Aujourd’hui, s’allonger sur un divan et s’étaler en long et en large sur les soubresauts de sa vie conjugale et familiale, moyennant une coquette somme, est une activité bien éloignée de la prise de l’Arc de Triomphe. Les messes basses dans les cabinets feutrés des psys semblent plutôt indiquer le repli d’une certaine classe sociale sur sa petite personne. A-politique donc, voire anti-politique. C’est que certains psychanalystes ont bien aidé les mouvements sociaux à les prendre en grippe, et leur participation aux débats médiatiques sur la sexualité, le genre, la famille, va de mal en pis.

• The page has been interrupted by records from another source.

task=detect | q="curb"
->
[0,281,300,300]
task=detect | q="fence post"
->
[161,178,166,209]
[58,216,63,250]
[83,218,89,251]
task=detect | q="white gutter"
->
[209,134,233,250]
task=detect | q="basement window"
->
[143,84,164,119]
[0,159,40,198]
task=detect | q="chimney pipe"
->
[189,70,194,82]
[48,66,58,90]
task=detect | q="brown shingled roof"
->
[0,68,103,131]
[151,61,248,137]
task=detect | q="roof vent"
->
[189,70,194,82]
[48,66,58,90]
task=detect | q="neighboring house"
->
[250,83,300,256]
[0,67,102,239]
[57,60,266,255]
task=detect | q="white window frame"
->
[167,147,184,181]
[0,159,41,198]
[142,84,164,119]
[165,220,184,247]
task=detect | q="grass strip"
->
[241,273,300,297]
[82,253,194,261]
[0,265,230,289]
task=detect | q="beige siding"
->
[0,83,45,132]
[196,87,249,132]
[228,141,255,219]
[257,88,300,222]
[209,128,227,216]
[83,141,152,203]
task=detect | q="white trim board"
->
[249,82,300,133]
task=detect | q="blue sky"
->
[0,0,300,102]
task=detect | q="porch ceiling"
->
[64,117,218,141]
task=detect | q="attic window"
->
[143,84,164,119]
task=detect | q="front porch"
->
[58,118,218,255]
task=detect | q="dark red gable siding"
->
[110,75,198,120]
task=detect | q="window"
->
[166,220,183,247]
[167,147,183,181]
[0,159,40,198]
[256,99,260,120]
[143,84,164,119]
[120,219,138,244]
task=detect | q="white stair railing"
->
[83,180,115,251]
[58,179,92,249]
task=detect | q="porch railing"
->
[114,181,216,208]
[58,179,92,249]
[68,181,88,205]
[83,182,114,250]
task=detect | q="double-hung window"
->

Mathilda Audasso nous montre qu’il y a tout de même un pan de la psychanalyse qui s’est renouvelé théoriquement, en assimilant les pensées critiques féministes, queers, et décoloniales. Dans Dix idées reçues sur la psychanalyse, elle propose de revenir sur les malentendus et les controverses qui expliquent le désaveu des mouvements de gauche, et elle soutient que, face à la tendance à réduire les faits sociaux à l’économie, la psychanalyse a le mérite de poser la question du désir, des affects, des visions du monde. Bien sûr, la psychanalyse se fonde sur une théorie de la personne, et non de la société, et ne porte en elle aucune promesse proprement politique, au sens programmatique, mais elle porte en elle une force critique. En suspendant tout jugement moral, et en proposant un espace-temps auquel est dénié toute utilité sociale directe, elle interroge la fonction et la valeur des normes sociales, de nos représentations du « bonheur », de la « santé mentale », de la « réussite » etc. En revenant aux textes de Freud et Lacan, et en les passant au crible de la critique, notre invitée nous invite à porter un regard nouveau sur cette tradition de pensée.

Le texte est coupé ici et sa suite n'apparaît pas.